Guy Rosen, VP for integrity at Facebook, says: “In this report, we are adding prevalence metrics for content that violates our suicide and self-injury and regulated goods (illicit sales of firearms and drugs) policies for the first time. Because we care most about how often people may see content that violates our policies, we measure prevalence, or the frequency at which people may see this content on our services.

“For the policy areas addressing the most severe safety concerns – child nudity and sexual exploitation of children, regulated goods, suicide and self-injury, and terrorist propaganda – the likelihood that people view content that violates these policies is very low, and we remove much of it before people see it.”

Fakebook?

CEO Mark Zuckerberg says the high number of fake Facebook accounts should be seen in the context of the good work the company is doing to flag the accounts.

During a call with global media yesterday, Zuckerberg said: “Because our numbers are high doesn't mean there's that much more harmful content. It just means we're working harder to identify this content and that's why it's higher."

Facebook says it strives to be open and proactive in the way it safeguard users’ privacy, security and access to information online.

Rosen comments: “For the first time, we are sharing data on how we are doing at enforcing our policies on Instagram. In this first report for Instagram, we are providing data on four policy areas: child nudity and child sexual exploitation; regulated goods – specifically, illicit firearm and drug sales; suicide and self-injury; and terrorist propaganda.

“For child nudity and sexual exploitation of children, we made improvements to our processes for adding violations to our internal database in order to detect and remove additional instances of the same content shared on both Facebook and Instagram, enabling us to identify and remove more violating content.”

On Facebook, in the third quarter, the company removed about 11.6 million pieces of content, up from the first quarter when it removed about 5.8 million.

“Over the last four quarters, we proactively detected over 99% of the content we remove for violating this policy. While we are including data for Instagram for the first time, we have made progress increasing content actioned and the proactive rate in this area within the last two quarters,” Rosen says.

Cutting the hate

The social media company said over the last two years, it invested in proactive detection of hate speech so that harmful content is removed before people report it.

Rosen explains: “Our detection techniques include text and image matching, which means we’re identifying images and identical strings of text that have already been removed as hate speech, and machine learning classifiers that look at things like language, as well as the reactions and comments to a post, to assess how closely it matches common phrases, patterns and attacks that we’ve seen previously in content that violates our policies against hate.

“Initially, we’ve used these systems to proactively detect potential hate speech violations and send them to our content review teams since people can better assess context where AI cannot.

“Starting in second quarter of 2019, thanks to continued progress in our systems’ abilities to correctly detect violations, we began removing some posts automatically, but only when content is either identical or near-identical to text or images previously removed by our content review team as violating our policy, or where content very closely matches common attacks that violate our policy.”
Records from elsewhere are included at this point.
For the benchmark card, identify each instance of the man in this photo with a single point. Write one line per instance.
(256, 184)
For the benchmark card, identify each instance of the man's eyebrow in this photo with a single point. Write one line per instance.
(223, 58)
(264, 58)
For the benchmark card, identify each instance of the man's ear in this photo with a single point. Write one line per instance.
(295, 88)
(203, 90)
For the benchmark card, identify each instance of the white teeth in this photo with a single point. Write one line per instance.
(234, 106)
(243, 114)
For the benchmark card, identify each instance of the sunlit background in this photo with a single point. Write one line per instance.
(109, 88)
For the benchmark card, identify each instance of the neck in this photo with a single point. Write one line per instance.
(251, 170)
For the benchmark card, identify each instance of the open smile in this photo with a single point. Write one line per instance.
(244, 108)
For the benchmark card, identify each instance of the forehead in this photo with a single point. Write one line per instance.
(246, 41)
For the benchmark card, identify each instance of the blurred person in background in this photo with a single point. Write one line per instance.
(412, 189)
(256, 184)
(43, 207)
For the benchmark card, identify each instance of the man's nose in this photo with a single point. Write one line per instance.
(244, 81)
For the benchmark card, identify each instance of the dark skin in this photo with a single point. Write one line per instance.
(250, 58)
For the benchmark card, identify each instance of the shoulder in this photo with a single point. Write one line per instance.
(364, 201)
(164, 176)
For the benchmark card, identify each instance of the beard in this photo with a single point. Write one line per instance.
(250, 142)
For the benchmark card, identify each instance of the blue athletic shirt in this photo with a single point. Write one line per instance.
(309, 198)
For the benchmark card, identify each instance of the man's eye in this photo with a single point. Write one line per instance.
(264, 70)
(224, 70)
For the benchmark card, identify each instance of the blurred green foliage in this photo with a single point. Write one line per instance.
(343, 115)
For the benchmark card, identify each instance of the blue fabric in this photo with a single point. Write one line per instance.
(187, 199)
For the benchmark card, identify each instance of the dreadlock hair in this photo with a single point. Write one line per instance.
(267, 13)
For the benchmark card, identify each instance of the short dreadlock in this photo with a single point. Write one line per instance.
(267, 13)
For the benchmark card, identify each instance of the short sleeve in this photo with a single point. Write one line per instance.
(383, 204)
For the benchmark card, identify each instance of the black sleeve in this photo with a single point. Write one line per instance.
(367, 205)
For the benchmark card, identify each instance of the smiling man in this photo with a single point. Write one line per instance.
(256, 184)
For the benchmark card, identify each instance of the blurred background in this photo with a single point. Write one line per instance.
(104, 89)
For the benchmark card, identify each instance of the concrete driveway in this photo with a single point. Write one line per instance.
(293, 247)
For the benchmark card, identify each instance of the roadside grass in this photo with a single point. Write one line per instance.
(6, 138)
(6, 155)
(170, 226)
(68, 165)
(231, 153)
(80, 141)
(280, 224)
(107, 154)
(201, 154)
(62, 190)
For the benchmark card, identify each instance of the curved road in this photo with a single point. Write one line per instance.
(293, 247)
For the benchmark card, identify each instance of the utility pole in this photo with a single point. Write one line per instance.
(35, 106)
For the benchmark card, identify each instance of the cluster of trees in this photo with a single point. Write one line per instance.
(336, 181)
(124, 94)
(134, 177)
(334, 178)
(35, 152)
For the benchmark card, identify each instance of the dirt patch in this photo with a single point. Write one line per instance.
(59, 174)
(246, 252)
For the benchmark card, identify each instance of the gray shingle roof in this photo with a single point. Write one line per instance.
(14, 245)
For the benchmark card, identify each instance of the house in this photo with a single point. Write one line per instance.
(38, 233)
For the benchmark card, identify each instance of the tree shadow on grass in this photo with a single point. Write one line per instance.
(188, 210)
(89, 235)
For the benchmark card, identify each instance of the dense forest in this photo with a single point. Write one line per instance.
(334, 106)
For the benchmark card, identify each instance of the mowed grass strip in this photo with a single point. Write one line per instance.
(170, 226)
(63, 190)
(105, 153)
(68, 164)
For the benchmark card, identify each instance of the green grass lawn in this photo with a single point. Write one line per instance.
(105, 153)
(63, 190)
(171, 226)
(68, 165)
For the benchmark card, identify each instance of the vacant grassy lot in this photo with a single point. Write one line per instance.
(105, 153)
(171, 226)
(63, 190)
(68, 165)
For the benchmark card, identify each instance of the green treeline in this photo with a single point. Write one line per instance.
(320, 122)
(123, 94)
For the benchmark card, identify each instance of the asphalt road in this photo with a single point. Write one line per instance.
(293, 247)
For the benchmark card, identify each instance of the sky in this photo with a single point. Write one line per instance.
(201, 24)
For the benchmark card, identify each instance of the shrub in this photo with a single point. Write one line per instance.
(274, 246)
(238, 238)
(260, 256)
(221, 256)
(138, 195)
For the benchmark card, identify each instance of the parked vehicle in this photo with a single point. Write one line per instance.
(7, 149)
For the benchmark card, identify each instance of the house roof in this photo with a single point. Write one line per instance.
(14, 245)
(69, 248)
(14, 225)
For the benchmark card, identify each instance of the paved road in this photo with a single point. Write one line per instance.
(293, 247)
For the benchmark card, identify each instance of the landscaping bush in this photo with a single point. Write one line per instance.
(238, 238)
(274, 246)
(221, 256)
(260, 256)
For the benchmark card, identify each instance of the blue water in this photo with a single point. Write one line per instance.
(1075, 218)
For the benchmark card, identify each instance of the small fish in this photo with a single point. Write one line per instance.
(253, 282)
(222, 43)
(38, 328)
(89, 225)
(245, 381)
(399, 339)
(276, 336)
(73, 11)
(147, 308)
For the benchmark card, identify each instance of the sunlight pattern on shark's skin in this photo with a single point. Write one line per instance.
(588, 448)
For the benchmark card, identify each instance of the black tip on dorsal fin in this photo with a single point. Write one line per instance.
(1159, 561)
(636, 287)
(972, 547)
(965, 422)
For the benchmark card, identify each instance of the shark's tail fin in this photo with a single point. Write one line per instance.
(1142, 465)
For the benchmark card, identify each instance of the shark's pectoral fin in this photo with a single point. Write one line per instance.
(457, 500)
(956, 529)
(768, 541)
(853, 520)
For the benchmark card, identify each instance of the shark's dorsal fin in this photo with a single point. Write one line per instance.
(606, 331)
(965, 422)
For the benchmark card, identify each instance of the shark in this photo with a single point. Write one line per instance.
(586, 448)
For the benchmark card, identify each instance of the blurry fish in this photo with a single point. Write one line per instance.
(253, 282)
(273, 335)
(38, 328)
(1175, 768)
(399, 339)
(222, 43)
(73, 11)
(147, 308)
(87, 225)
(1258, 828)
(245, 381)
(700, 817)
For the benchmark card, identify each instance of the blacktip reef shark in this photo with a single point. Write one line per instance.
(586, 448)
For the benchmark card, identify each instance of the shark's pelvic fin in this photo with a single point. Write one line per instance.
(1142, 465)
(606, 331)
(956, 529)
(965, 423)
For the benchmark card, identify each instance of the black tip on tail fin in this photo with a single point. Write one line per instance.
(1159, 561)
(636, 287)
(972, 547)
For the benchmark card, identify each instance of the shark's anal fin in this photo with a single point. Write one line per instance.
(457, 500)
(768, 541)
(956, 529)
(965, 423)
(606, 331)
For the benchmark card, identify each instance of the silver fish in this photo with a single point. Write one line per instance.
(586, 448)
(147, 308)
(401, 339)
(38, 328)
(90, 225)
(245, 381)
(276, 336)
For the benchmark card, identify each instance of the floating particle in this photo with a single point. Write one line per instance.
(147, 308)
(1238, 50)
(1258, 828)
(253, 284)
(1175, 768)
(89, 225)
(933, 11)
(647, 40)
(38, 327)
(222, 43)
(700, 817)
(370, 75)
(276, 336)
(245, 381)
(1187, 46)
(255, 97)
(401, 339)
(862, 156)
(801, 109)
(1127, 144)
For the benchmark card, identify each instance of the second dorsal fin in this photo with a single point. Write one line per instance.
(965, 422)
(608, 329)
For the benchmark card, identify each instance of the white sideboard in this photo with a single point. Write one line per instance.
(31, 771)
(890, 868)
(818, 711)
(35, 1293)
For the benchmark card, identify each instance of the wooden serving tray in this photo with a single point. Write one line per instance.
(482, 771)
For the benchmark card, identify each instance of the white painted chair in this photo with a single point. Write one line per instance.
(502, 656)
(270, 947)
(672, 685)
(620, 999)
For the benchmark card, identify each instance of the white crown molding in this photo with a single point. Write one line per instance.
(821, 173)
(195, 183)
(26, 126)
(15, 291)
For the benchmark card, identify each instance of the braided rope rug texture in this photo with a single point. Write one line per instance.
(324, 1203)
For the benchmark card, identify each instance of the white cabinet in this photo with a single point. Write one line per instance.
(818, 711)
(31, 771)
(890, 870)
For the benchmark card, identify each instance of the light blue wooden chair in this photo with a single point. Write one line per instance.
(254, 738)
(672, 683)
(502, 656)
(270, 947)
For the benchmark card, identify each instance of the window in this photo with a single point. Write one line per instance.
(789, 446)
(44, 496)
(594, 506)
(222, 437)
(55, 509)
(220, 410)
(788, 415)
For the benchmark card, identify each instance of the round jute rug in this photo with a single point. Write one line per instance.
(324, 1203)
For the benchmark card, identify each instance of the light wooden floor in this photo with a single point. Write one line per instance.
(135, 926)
Facebook says it does this in select instances, and it has only been possible because its automated systems have been trained on hundreds of thousands, if not millions, of different examples of violating content and common attacks.

“In all other cases when our systems proactively detect potential hate speech, the content is still sent to our review teams to make a final determination. With these evolutions in our detection systems, our proactive rate has climbed to 80%, from 68% in our last report, and we’ve increased the volume of content we find and remove for violating our hate speech policy,” Rosen says.